Plastiv

0

Plastic/17″/mike1st/mark2nd

By JASON BOOTH

Staff reporter

Dr. Grant Stevens is hard at work mastering nature.

On this Friday afternoon, the Marina del Rey-based plastic surgeon is busy meeting both old and new patients, advising them on how to improve their appearance through the use of caustic chemicals, lasers and scalpels.

In a city where youth and good looks are cherished, there is no shortage of willing customers. On an average day, Stevens will deal with around 50 patients. He usually gets into the office around 7 a.m. and works at least 12 hours.

But Stevens, whose tanned, almost wrinkle-free face belies his 45 years, isn’t complaining. “I like the creativity of this work,” he says. “My background is in the arts.” (An avid painter when at home, Stevens says he considers the work he performs on each patient a work of art.)

Today there is a 67-year-old man seeking his second facelift. He also inquires about receiving a chemical peel, a process that involves coating a patient’s face with a mild acid to burn away the top layer of skin and along with it the lines, blemishes and scars that come with age.

As the patient holds a mirror, Stevens uses his hands to simulate the facelift, pulling the patient’s skin taut and running his fingers along imaginary incision lines.

“What we’ll do is make the cut behind your ear,” he says to the man, who has a wife many years his junior. “With women, we can pull the skin into the ear. But we would never want to put your beard into the ear.”
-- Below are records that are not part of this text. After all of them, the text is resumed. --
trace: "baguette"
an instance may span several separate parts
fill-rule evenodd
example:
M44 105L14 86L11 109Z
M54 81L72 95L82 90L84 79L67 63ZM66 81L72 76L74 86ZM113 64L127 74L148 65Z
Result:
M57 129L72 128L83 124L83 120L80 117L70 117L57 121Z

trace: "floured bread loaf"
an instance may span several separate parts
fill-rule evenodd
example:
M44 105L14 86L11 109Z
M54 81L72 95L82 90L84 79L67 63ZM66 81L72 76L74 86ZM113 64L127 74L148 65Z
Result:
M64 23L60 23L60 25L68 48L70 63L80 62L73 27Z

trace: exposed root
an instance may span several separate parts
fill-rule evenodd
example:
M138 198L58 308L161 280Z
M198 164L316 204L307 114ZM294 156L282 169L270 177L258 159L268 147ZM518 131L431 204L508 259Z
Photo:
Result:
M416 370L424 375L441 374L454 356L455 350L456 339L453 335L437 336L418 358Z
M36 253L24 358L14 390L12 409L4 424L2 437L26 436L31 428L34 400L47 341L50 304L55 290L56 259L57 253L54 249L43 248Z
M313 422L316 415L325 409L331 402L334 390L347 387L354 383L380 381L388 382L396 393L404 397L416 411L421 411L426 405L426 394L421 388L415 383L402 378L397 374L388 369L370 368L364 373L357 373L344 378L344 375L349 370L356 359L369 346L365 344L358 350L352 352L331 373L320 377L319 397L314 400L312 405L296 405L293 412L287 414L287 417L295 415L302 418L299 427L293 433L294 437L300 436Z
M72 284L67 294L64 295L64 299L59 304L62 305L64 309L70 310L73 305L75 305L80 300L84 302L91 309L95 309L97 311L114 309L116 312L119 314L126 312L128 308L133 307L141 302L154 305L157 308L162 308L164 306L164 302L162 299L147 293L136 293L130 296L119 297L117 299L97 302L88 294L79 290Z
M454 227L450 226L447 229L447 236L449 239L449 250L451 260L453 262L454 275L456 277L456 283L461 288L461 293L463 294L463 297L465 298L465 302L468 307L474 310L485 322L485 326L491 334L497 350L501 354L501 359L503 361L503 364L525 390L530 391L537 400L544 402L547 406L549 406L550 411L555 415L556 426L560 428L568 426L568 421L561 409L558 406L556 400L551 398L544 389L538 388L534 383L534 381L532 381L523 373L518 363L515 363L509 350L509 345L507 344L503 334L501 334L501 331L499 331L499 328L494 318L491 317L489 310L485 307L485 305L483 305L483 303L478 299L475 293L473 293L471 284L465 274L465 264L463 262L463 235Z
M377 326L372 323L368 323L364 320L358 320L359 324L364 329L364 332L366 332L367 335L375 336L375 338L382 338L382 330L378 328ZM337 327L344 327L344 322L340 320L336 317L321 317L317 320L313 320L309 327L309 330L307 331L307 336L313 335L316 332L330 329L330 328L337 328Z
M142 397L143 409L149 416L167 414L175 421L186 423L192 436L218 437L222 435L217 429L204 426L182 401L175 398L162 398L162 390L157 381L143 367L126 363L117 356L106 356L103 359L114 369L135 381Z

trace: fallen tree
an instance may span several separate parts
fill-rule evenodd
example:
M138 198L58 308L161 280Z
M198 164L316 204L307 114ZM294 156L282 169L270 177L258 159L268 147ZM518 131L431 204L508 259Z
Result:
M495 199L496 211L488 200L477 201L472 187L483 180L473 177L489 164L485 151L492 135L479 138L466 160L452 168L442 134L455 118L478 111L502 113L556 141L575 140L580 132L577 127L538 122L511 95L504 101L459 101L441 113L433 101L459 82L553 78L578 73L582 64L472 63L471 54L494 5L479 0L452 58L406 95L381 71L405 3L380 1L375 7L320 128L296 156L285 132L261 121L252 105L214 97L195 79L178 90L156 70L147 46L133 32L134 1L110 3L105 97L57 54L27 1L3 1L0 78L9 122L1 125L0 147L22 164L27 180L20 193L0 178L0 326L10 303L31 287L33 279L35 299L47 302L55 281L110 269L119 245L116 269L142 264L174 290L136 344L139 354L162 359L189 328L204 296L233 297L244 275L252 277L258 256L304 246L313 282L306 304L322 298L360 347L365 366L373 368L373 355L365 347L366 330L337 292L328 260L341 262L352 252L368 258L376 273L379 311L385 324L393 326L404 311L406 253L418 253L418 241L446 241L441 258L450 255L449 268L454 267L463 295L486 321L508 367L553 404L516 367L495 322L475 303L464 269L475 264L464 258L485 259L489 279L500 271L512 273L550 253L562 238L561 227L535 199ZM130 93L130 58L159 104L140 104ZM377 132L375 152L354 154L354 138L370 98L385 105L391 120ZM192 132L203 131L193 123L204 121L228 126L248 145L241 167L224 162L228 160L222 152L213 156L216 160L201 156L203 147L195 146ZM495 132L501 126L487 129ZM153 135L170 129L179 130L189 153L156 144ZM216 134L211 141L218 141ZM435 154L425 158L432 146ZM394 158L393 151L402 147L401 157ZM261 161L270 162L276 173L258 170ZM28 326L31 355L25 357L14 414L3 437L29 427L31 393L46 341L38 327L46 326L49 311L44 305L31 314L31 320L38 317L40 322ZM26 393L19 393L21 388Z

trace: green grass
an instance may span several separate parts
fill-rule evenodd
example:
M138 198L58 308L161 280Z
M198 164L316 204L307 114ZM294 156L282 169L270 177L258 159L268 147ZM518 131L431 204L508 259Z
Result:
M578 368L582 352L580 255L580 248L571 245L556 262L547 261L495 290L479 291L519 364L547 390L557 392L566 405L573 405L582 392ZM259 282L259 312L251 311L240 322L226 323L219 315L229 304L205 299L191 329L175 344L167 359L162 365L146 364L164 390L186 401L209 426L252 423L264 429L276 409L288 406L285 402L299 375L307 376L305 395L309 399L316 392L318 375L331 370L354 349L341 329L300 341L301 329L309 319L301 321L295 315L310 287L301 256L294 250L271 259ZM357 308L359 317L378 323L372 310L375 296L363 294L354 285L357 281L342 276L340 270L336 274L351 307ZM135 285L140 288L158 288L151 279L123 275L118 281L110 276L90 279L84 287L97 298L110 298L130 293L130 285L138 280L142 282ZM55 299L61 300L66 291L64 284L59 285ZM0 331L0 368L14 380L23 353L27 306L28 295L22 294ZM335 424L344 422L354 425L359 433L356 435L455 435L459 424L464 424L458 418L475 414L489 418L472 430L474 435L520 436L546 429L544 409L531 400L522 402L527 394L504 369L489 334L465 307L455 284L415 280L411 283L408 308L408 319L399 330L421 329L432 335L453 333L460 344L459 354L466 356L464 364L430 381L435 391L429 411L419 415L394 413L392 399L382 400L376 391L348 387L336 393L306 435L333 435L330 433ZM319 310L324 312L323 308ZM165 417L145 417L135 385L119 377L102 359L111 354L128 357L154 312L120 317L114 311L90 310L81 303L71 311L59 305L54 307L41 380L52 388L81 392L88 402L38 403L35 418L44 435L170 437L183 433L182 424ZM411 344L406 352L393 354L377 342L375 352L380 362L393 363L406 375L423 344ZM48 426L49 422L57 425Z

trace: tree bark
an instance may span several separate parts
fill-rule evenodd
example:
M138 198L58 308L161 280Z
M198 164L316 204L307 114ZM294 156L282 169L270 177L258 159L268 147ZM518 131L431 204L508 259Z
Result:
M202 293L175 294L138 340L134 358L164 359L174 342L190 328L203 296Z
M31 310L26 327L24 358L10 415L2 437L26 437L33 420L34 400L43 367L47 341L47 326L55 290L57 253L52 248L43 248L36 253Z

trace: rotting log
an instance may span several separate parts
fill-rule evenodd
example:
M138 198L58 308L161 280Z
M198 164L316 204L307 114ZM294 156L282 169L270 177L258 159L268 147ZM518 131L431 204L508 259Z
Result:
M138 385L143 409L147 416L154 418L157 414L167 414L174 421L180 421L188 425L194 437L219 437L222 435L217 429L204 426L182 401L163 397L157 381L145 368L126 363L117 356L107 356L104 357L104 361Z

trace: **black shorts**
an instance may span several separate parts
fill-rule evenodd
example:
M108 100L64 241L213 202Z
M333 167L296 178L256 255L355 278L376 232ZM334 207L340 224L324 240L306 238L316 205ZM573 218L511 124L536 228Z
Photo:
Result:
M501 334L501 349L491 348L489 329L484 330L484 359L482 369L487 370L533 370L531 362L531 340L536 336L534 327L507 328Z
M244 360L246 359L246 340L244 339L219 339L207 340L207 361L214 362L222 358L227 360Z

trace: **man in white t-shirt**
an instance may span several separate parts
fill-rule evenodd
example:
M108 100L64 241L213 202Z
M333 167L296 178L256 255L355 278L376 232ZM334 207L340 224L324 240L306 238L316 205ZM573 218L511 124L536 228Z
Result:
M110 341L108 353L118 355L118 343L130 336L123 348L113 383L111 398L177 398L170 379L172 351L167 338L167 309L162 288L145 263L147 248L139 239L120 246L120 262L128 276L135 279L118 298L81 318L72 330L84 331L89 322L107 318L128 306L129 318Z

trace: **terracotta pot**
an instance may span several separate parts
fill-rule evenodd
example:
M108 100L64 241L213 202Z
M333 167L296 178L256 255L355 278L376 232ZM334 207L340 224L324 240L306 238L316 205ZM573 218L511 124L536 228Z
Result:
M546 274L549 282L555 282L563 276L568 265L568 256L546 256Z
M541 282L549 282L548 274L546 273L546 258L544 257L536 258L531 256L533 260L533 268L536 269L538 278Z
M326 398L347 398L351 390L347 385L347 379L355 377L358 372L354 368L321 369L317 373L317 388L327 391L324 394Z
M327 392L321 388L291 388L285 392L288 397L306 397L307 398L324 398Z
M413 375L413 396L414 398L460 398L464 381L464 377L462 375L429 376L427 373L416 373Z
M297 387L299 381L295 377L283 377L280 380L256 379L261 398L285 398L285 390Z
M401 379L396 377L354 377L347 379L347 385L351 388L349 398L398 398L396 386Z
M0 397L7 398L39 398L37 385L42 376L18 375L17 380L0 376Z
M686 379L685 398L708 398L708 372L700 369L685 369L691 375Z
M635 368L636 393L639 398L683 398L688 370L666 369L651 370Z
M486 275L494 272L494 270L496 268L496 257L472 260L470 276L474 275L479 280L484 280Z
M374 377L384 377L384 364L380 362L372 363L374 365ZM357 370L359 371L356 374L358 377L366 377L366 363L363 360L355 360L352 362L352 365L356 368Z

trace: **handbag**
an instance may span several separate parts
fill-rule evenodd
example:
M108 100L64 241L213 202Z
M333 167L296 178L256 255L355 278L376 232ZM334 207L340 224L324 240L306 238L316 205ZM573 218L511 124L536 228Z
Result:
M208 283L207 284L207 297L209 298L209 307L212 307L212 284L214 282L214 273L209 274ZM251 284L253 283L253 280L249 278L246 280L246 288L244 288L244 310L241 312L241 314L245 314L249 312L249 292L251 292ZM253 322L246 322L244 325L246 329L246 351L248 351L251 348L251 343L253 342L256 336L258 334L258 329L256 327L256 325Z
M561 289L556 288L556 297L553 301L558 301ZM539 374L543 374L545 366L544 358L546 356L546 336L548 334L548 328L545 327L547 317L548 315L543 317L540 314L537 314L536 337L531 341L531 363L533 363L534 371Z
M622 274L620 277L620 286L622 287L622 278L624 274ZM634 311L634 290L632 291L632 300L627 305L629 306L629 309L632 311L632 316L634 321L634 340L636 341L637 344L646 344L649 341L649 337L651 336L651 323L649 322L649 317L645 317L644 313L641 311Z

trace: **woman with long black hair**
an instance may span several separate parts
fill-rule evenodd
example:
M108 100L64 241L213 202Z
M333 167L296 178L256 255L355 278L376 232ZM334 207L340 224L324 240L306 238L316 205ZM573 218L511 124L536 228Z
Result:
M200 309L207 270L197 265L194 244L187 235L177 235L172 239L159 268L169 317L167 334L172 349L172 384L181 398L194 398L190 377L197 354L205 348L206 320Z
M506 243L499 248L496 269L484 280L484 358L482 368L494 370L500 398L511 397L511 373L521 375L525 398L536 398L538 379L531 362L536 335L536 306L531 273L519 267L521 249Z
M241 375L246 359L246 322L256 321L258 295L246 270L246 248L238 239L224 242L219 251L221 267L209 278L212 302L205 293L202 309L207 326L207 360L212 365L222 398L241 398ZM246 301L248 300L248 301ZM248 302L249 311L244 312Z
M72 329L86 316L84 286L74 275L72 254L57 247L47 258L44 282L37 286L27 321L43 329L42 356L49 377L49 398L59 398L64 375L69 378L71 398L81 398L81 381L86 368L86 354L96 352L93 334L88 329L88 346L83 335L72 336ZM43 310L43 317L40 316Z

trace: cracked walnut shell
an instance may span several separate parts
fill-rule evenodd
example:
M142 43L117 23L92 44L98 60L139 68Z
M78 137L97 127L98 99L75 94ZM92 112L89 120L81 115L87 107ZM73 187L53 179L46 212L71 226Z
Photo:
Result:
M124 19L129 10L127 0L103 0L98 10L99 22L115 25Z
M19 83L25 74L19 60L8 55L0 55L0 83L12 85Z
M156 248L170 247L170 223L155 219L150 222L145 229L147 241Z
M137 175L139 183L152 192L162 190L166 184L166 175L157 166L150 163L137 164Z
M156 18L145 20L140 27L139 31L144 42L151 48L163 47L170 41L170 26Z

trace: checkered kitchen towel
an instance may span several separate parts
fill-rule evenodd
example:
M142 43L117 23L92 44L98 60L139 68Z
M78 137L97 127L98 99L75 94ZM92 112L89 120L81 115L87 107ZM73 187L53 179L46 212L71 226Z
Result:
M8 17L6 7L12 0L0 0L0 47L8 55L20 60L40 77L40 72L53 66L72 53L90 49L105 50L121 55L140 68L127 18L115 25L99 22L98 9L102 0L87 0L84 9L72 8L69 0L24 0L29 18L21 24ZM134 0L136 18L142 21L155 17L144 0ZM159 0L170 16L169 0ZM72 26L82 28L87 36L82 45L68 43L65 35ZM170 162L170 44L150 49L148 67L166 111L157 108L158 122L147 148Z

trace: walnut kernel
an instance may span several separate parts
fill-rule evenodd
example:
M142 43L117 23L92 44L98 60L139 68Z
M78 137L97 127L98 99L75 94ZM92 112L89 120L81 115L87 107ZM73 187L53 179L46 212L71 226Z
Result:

Like many doctors in this line of work, Stevens tries to put patients at ease through both humor and a willingness to explain each procedure sometimes down to the smallest detail.

When one woman expresses concern about losing a beauty mark during a facelift, he says, “Your beauty mark will probably be back where it was in your high school yearbook.”

He points out that both he and his staff have undergone most of the procedures they are offering. He also likes to tell them that he has given facelifts to his mother and wife.

Not all the patients are seeking to improve on what nature has given them. Sharon, an executive assistant for an aerospace company, is getting a replacement for her right breast, which was lost to cancer.

To that end, the doctor injects saline solution into a sack implanted beneath the skin of the woman’s chest. As he injects more fluid, the skin stretches, recreating the dimensions of her lost breast. The procedure will continue at regular intervals over the next several weeks until the skin has expanded enough to allow a new breast to be constructed.

The process is uncomfortable, so Stevens tries to keep the atmosphere light, cracking jokes about how she will have to buy a larger bra and praising her on how well her surgery scars are healing.

“He really knows how to make a woman feel good about herself, especially when she is in a situation like this,” the patient says.

Among the last patients of the day is James, a 54-year-old lawyer who has undergone a series of cosmetic procedures for several years.

“You’ve lost a lot of weight. That liposuction really worked out well for you,” Stevens chides. “I remember when you were fat and ugly and a lot older-looking.”

James makes no bones about his motivation for undergoing a nose job, hair transplant and liposuction. “It’s kind of a jungle out there. Whatever edge you can get, you have to take when you are single,” he says.

It’s also an advantage in his profession. “Regrettably, juries judge a lot of cases by the appearance of the litigator that is trying them,” he adds.

Actually, James is in the office on this day to get stitches removed from a head wound suffered on the ski slopes a week earlier. But Stevens quickly talks the lawyer into receiving a few “botox” injections in his forehead.

A derivative of the botulism toxin sometimes found in spoiled food, botox paralyzes facial muscles for up to three months. By paralyzing select muscles, age lines on the forehead and around the eyes can be neutralized. “A few shots will take five years off your life, so to speak,” the doctor promises.

When the lawyer asks if the process is safe, Stevens reveals that he regularly subjects himself to botox injections.

To which the lawyer replies: “I thought you looked a little younger than the last time I saw you.”